Previously, LLD only allows symbols with the same name if all of them are weak.

With this patch, we can allow symbols with the same name if one of them is weak. (This takes care of a TODO)

PR/52372

Diff Detail

Event Timeline

oontvoo created this revision.Nov 1 2021, 7:13 PM
Herald added a project: Restricted Project. · View Herald Transcript
Herald added a reviewer: Restricted Project. · View Herald Transcript
oontvoo requested review of this revision.Nov 1 2021, 7:13 PM
Herald added a project: Restricted Project. · View Herald TranscriptNov 1 2021, 7:13 PM
oontvoo added a comment.EditedNov 1 2021, 7:20 PM

Oh, wait - actually we should just remove the assert
ICF also needs fold CompactUnwind ...

thakis requested changes to this revision.Nov 2 2021, 7:10 AM
thakis added a subscriber: thakis.

This looks wrong to me.

lld/MachO/Driver.cpp
1475 ↗(On Diff #383943)

We definitely want to run dead stripping before ICF (no need to spend time ICF'ing code that's dead -- dead-stripping is faster than ICFing). This doesn't lg.

This revision now requires changes to proceed.Nov 2 2021, 7:10 AM
oontvoo planned changes to this revision.Nov 2 2021, 8:12 AM
oontvoo added inline comments.
lld/MachO/Driver.cpp
1475 ↗(On Diff #383943)

Right - on the other hand, compactUnwindEntries need to be setup before deadstripping (but it shouldn't be done before ICF ...)

Let me re-think this ... there's a cyclic depependency here.

int3 added a comment.Nov 2 2021, 11:13 AM

I don't think this has anything to do with ICF. The assert was trying to verify that any subsections associated with a coalesced weak symbol has wasCoalesced = true. But now I see that it's not always true, because of this FIXME: https://github.com/llvm/llvm-project/blob/main/lld/MachO/SymbolTable.cpp#L73

We could *probably* remove the assert with no ill effects; I think the only effect is that we will emit some subsections containing dead code that have their associated compact unwind info dropped. But we should ideally handle the FIXME. @oontvoo do you want to take a stab at it, or should I?

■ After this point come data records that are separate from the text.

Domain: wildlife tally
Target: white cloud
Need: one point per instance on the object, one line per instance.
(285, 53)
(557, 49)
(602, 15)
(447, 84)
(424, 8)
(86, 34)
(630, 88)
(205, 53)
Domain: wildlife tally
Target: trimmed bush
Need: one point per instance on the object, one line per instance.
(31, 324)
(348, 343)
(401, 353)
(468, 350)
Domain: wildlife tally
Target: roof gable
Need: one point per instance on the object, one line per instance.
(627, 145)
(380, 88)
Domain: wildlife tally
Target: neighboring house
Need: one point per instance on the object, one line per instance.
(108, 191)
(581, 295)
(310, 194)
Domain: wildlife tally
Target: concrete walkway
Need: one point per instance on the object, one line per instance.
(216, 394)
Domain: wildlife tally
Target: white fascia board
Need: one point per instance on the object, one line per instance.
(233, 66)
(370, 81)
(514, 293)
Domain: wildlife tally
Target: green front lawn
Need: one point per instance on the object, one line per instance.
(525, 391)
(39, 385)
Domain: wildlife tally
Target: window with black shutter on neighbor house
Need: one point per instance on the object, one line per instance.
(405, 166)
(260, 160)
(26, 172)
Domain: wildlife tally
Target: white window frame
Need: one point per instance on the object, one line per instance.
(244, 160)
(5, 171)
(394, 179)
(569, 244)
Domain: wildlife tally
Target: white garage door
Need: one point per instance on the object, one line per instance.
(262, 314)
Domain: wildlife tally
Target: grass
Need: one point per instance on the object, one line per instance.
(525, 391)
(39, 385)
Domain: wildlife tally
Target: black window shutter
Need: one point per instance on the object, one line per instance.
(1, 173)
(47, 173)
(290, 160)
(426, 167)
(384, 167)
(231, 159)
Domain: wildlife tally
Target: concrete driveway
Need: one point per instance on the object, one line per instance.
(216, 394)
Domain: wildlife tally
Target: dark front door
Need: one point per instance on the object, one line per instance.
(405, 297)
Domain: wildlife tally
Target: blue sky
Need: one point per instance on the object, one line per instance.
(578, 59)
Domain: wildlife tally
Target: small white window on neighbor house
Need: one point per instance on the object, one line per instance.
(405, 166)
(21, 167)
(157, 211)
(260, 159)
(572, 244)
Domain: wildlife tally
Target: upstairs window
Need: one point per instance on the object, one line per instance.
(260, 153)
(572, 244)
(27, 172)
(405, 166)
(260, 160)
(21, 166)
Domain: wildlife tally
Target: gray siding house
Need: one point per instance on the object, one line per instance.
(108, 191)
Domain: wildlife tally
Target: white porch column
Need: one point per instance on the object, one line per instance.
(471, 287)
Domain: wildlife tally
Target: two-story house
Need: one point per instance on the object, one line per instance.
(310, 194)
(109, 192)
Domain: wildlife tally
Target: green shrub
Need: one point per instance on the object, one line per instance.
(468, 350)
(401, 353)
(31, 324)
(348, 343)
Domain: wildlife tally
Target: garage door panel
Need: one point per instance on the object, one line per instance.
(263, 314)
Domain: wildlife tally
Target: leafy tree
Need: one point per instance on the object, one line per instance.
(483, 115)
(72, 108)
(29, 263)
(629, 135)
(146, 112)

oontvoo updated this revision to Diff 384206.Nov 2 2021, 1:30 PM

handle FIXME, as pointed out by int3

The test attached (and all the existing tests) here should cover it.
Please let me know if additional tests are needed

int3 added a comment.Nov 2 2021, 2:04 PM

We can probably just extend weak-definition-gc.s instead of creating a new test. And we should verify that the associated contents are indeed deleted.

IMO once we cover that case, I don't think it's particularly important to test that the assert in registerCompactUnwind isn't fired. The "coalesced symbol => coalesced section contents" invariant is the more fundamental thing.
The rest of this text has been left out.